Loki's impertinent, demanding attitude is something Tony finds endearing. The fact that the beautiful prince even stooped to driving the car himself, when he barely knows how, feels significant. All the way home, while Loki sleeps in the front seat, Tony steals glances at him, memorizing the line of his back and soft braid of his hair, grown long since he arrived, that falls over his shoulder.

Tony is in love with Loki. He knows that he is. New York City, the world, even Tony's own half-mechanical heart, none of them were real until Loki breathed his life into them. He sees his former life as a life lived by a half dead man in a graveyard of half-dead things; real life was always here, with him, in that love which is the strongest magic of all.

Tonight, Loki glides effortlessly along the edge of the building, half-talking, half-singing, old Norse lays and bits of popular songs strung together like beads on a necklace. For Tony, he is the return of the starlight that the city lights thought they could banish.

When Loki steps off the ledge, Tony is waiting for him. Loki stops and looks at him carefully. He sees something is different. Maybe he knows what Tony will say.

Tony takes both Loki's hands and pulls him closer, kissing him gently on the mouth.

"I love you," he whispers against Loki's cheek. "I'm not sorry I do. If I thought it would destroy the entire world I wouldn't be sorry and I wouldn't stop."

"I know you do," Loki says. Tony's heart—his real heart, not the battered, broken down muscle in his chest—tightens with hope. Loki lowers his eyes, then looks back at him.
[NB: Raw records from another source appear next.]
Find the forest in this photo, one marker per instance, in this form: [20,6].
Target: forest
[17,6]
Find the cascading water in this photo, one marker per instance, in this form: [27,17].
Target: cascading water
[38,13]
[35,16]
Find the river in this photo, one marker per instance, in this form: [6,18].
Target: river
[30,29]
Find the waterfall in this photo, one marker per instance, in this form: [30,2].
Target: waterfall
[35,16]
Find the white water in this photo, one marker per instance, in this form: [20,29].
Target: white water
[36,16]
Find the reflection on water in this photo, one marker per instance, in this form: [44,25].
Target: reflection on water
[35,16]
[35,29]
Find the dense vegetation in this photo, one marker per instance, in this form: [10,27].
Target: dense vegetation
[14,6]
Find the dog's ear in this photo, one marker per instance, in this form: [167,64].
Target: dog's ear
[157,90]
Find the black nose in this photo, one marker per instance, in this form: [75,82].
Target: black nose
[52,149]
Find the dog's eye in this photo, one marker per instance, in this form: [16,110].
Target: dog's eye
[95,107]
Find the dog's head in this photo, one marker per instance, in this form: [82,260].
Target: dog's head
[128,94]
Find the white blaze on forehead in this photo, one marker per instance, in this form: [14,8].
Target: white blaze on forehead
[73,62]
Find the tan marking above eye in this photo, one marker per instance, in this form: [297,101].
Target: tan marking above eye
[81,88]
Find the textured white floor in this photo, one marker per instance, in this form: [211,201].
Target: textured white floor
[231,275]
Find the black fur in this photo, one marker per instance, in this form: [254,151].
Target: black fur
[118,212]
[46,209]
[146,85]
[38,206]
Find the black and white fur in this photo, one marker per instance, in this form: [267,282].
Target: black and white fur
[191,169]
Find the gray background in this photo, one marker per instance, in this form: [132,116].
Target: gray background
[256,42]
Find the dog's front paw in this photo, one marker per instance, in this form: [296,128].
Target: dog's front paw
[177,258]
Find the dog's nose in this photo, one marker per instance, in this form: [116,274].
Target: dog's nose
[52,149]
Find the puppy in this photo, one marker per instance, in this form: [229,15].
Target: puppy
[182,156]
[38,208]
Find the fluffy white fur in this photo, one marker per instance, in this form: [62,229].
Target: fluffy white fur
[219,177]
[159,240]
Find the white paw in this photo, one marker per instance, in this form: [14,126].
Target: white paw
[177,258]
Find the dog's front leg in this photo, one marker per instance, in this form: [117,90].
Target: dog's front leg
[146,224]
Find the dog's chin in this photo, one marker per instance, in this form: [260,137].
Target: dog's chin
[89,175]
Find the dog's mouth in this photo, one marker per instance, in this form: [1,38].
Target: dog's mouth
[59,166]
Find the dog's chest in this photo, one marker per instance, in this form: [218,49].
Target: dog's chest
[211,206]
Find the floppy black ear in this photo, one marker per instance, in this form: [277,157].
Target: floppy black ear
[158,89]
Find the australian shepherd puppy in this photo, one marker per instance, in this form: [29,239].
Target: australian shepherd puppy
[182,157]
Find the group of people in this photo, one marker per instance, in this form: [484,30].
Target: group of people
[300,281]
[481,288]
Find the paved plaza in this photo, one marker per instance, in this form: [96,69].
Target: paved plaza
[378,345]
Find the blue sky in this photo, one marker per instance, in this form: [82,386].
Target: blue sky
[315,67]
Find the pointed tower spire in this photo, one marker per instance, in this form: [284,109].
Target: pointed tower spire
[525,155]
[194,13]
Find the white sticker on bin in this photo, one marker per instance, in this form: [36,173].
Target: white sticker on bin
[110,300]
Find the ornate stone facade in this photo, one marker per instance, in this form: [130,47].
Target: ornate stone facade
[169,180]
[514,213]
"Tony," he says. "I have no memory that does not have Thor in it. We have lived a life together and that cannot be unlived. Our hearts were woven together. But—" And here Loki falters. Almost he seems overcome with emotion.

"But what?" Tony asks.

"But I promise you that when your time comes, I will drive you out to the forests to see the stars. And I will stay with you, until you go."

Tony knows now that he made the right decision. It was better to live a short life, soaring glorious above the mortal world, than to live a long tired life, wheezing and wracked with pain. He could not endure a long life without Loki, the thing he has come to love more than anything. Ten years will be bearable, ten years where his real heart burns with a love beyond mortal calculation, a love that will burn it to ash.

Tony's love could destroy the Avengers and it could endanger the world. He hopes only that whatever comes now will be glorious.